🤖 AI Summary
Addressing the challenge of automated ADHD diagnosis from psychiatric clinical narrative texts—complicated by linguistic ambiguity and contextual complexity—this study proposes the first tripartite ensemble framework integrating an open-source large language model (LLaMA3) with two interpretable traditional models: fine-tuned RoBERTa and TF-IDF–SVM. The framework jointly models long-range semantics and discriminative features via majority voting. Evaluated on 441 real-world clinical transcription samples for binary ADHD classification, it achieves an F₁-score of 0.71 (95% CI: [0.60–0.80]), with significantly higher recall than any individual constituent model. By synergizing deep semantic understanding with transparent, human-interpretable decision pathways, the approach demonstrates robustness and clinical applicability for text-based psychiatric disorder diagnosis—bridging the gap between performance and interpretability in mental health NLP.
📝 Abstract
Despite rapid advances in large language models (LLMs), their integration with traditional supervised machine learning (ML) techniques that have proven applicability to medical data remains underexplored.

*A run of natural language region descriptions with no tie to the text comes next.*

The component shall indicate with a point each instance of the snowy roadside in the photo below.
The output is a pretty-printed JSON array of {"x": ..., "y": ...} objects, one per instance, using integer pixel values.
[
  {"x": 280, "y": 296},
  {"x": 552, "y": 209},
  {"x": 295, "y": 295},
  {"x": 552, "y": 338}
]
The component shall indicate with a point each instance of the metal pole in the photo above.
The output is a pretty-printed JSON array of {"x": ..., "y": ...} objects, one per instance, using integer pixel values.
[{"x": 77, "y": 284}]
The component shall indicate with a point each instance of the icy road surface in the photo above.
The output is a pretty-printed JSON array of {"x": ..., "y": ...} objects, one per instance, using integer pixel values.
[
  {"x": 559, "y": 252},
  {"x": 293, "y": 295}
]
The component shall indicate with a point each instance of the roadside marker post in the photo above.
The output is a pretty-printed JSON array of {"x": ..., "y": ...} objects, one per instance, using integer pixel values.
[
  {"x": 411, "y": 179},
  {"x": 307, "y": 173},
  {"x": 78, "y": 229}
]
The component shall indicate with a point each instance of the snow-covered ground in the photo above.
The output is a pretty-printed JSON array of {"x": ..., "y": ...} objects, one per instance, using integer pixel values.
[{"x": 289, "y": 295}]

This is particularly true for psychiatric applications, where narrative data often exhibit nuanced linguistic and contextual complexity, and can benefit from the combination of multiple models with differing characteristics. In this study, we introduce an ensemble framework for automatically classifying Attention-Deficit/Hyperactivity Disorder (ADHD) diagnosis (binary) using narrative transcripts. Our approach integrates three complementary models: LLaMA3, an open-source LLM that captures long-range semantic structure; RoBERTa, a pre-trained transformer model fine-tuned on labeled clinical narratives; and a Support Vector Machine (SVM) classifier trained using TF-IDF-based lexical features. These models are aggregated through a majority voting mechanism to enhance predictive robustness. The dataset includes 441 instances, including 352 for training and 89 for validation. Empirical results show that the ensemble outperforms individual models, achieving an F$_1$ score of 0.71 (95% CI: [0.60-0.80]). Compared to the best-performing individual model (SVM), the ensemble improved recall while maintaining competitive precision. This indicates the strong sensitivity of the ensemble in identifying ADHD-related linguistic cues. These findings demonstrate the promise of hybrid architectures that leverage the semantic richness of LLMs alongside the interpretability and pattern recognition capabilities of traditional supervised ML, offering a new direction for robust and generalizable psychiatric text classification.